Non si sarebbe aperto improvvisamente un armadio? o non sorgerebbe un’ombra dalla poltrona verde, dallo specchio della caminiera incorniciato di legno lucido dentro il quale si rifletteva la pendola? la pendola, la sola cosa viva che restasse intorno a me, come mi tenne compagnia in quelle prime ore! La lancetta camminava lentamente ai piedi di una donna che se ne stava appoggiata ad una colonna con un’anfora sulle braccia, e la voce interna del meccanismo mi cullava come una nota ninnananna.
Una vicina venne a prendermi e mi condusse in casa sua. Passai alcuni giorni intontita, lasciandomi mettere un velo nero intorno al collo e delle boccole nere nelle orecchie, e rispondendo meccanicamente ad una quantità di requiem. Poi sopraggiunsero delle persone che non conoscevo, che mi fecero scrivere il mio nome e che guardarono in tutti i cassetti della morta.
Pare che la buona donna vivesse con una pensione che cessò subito e pare anche che tutti i mobili di casa fossero venduti a mio profitto, poichè intesi parlare di darmi uno stato. Così fui posta in un collegio di monache, dove rimasi poco più di due anni e dal quale mi levò poi una signora per prendermi a compagna delle sue figlie.

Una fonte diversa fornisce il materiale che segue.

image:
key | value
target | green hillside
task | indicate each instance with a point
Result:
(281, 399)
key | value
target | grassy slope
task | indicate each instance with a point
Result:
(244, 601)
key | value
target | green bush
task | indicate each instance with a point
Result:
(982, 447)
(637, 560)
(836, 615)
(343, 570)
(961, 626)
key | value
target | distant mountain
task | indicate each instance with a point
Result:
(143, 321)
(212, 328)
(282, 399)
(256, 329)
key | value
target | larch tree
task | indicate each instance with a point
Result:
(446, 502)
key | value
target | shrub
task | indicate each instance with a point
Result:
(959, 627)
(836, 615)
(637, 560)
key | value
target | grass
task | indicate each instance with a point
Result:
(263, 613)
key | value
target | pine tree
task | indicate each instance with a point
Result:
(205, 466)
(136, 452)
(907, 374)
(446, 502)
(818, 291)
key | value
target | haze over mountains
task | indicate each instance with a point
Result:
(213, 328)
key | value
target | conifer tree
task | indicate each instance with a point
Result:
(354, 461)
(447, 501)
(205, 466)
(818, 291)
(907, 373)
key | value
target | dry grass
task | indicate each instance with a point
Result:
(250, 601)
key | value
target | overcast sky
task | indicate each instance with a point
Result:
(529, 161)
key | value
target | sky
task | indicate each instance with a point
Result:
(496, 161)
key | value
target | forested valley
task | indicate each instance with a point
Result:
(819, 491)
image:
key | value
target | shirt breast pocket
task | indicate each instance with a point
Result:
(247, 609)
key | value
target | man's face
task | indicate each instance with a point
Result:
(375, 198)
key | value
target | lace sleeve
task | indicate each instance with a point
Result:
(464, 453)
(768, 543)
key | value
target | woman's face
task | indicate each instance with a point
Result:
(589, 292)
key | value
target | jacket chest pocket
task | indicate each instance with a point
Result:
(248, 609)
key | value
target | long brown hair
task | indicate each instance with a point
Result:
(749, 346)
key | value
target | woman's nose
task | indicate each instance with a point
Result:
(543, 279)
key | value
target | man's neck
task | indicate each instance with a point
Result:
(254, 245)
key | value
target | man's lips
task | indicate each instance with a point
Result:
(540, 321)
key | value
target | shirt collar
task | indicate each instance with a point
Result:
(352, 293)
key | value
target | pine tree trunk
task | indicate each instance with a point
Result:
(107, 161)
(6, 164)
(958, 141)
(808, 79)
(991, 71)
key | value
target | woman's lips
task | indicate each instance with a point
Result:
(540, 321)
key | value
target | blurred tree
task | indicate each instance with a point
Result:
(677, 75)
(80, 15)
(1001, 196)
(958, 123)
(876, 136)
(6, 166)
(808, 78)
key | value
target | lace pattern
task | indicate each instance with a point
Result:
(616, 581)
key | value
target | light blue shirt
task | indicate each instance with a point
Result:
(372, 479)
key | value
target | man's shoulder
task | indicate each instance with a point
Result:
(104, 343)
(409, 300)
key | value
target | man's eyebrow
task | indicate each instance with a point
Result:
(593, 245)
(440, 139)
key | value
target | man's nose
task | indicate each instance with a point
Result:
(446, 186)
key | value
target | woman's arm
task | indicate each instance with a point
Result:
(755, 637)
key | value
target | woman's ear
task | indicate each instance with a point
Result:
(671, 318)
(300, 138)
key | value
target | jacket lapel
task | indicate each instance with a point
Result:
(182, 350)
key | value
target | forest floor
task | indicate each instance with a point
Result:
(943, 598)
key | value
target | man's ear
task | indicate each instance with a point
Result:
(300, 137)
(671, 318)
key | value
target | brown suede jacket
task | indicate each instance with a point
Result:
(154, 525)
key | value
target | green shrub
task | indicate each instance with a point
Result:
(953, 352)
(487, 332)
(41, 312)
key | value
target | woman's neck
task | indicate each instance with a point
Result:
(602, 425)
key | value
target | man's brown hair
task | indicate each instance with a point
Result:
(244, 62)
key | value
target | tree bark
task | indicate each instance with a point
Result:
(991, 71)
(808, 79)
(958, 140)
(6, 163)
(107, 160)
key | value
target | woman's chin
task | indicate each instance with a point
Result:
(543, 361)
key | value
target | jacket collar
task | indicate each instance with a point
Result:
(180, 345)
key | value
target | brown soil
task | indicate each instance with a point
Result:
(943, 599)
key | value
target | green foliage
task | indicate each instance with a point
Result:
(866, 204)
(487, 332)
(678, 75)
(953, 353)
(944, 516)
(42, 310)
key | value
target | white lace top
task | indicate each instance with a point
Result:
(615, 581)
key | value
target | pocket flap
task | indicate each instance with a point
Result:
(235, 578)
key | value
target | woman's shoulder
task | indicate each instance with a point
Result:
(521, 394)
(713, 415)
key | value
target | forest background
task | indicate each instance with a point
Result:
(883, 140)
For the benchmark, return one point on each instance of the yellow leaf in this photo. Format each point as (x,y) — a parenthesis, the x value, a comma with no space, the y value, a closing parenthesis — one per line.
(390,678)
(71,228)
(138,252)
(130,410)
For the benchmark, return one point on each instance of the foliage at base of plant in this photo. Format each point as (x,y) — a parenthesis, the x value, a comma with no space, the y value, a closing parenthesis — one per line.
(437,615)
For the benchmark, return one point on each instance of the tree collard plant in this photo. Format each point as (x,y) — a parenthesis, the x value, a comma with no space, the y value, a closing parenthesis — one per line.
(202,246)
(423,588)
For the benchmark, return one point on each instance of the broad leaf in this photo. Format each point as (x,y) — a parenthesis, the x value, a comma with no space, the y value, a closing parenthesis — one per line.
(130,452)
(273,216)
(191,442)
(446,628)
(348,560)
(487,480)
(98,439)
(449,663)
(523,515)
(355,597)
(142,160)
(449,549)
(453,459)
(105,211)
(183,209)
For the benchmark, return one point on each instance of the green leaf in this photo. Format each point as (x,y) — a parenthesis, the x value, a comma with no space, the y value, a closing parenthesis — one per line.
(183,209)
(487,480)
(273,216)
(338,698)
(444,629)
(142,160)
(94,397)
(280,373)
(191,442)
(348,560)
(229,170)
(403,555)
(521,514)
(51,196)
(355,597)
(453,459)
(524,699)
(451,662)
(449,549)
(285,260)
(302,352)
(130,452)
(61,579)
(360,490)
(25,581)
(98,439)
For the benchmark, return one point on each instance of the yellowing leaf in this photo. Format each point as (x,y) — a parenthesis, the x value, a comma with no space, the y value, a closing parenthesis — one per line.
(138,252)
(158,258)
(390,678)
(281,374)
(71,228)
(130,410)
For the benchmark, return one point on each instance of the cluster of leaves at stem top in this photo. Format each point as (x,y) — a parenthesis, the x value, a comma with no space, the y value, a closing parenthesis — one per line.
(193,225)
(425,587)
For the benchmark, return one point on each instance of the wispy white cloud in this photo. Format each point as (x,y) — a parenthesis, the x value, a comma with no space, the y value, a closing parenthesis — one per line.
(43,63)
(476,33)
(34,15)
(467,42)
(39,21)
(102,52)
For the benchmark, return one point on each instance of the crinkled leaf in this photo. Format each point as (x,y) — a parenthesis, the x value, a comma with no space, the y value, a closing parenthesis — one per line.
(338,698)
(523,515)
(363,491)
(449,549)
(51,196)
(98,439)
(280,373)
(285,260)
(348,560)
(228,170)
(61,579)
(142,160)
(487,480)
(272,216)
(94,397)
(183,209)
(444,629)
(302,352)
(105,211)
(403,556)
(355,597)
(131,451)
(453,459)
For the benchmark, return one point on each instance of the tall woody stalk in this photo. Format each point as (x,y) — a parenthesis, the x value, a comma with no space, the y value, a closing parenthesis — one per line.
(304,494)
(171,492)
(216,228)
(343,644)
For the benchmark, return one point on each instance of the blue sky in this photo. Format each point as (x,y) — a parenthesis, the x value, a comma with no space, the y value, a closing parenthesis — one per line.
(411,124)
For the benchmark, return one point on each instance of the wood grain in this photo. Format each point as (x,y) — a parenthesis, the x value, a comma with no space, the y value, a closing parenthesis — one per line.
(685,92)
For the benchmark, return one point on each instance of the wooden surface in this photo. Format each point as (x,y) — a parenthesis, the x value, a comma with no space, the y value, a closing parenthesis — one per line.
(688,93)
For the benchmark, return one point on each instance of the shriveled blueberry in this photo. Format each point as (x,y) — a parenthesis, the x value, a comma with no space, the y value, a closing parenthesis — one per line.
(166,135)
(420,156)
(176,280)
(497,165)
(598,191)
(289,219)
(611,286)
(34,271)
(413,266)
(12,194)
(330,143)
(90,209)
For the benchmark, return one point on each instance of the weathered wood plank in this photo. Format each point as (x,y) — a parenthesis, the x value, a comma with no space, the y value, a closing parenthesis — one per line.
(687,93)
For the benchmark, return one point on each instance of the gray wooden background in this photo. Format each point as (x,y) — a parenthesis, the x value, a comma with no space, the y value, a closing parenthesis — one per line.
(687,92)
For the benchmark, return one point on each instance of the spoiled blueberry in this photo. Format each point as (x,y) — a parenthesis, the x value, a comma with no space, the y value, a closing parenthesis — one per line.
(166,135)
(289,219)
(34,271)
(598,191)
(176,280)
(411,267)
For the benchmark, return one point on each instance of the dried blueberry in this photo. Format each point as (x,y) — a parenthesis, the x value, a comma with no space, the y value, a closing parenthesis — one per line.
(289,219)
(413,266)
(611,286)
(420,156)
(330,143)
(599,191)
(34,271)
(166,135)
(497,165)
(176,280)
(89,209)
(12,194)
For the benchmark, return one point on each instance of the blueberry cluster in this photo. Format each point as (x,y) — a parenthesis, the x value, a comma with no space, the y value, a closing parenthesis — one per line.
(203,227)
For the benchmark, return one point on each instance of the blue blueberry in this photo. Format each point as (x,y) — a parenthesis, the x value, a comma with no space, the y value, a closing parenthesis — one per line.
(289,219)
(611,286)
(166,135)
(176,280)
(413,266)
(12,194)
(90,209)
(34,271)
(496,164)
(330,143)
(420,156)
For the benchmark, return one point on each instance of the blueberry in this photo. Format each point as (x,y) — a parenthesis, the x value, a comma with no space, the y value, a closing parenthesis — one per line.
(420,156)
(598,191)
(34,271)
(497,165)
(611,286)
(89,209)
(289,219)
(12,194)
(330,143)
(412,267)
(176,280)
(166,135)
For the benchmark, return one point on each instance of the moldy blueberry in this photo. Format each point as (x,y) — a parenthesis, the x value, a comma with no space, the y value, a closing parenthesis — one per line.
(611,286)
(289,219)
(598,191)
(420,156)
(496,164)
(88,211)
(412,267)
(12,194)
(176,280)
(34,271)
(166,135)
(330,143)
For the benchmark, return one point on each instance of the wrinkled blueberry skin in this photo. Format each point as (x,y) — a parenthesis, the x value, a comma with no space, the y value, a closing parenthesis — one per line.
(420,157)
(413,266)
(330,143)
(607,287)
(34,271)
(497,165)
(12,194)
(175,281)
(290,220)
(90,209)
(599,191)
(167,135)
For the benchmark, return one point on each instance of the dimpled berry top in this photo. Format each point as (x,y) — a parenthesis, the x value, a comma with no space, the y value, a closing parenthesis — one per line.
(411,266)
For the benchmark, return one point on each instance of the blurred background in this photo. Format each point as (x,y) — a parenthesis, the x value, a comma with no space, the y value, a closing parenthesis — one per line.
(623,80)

Ma intanto s’era formata nel mio pensiero una completa evoluzione. Finchè avevo creduto di appartenere alla famiglia della vecchia, l’umiliazione ed il dolore di trovarmi in un continuo disaccordo, in un disagio oltre ogni dire penoso, comprimeva qualunque molla del mio organismo. Mi sentivo prigioniera e come molti prigionieri sospiravo alla libertà, ma senza nessun disegno di fuga. Qualunque fossero i miei istinti, col regime a cui ero avvezza, non mi aspettavo che l’atrofia completa. Dove avrei trovato l’energia per insorgere contro tutto un passato di tradizioni, di pregiudizi, di ignoranza, inceppata come ero dalla mia ignoranza stessa?
Tutto cambiò quando seppi che non appartenevo a nessuno, quando il passato fu mio, esclusivamente mio, al pari dell’avvenire.
Questa grande responsabilità cadutami addosso all’improvviso, e cessato lo stordimento del colpo, in mezzo ad una malinconia penetrante ed austera rivelò me a me stessa. Non ero più la figlia e la nipote di gente gretta, degenerata, ridotta ad una vita di puro istinto: ero io, cioè una forza libera, una volontà assoluta, una coscienza intera; perfino il buio impenetrabile che precedeva la mia venuta nel mondo, lungi dall’avvilirmi, in certi momenti mi esaltava. Vedevo in esso dei punti d’oro a cui la mia fantasia attaccava fili misteriosi.
Chi mi avrebbe mai detto di chi sono figlia? Ma veramente un nome è sempre tutto? Io sento di avere degli antenati alti, una scala ascendente verso le migliori idealità umane e tutti i germi del bene mi furono tramandati. Che mi importa il nome? Che mi importano le ricchezze? Chiunque siate, avi degli avi miei, vi benedico!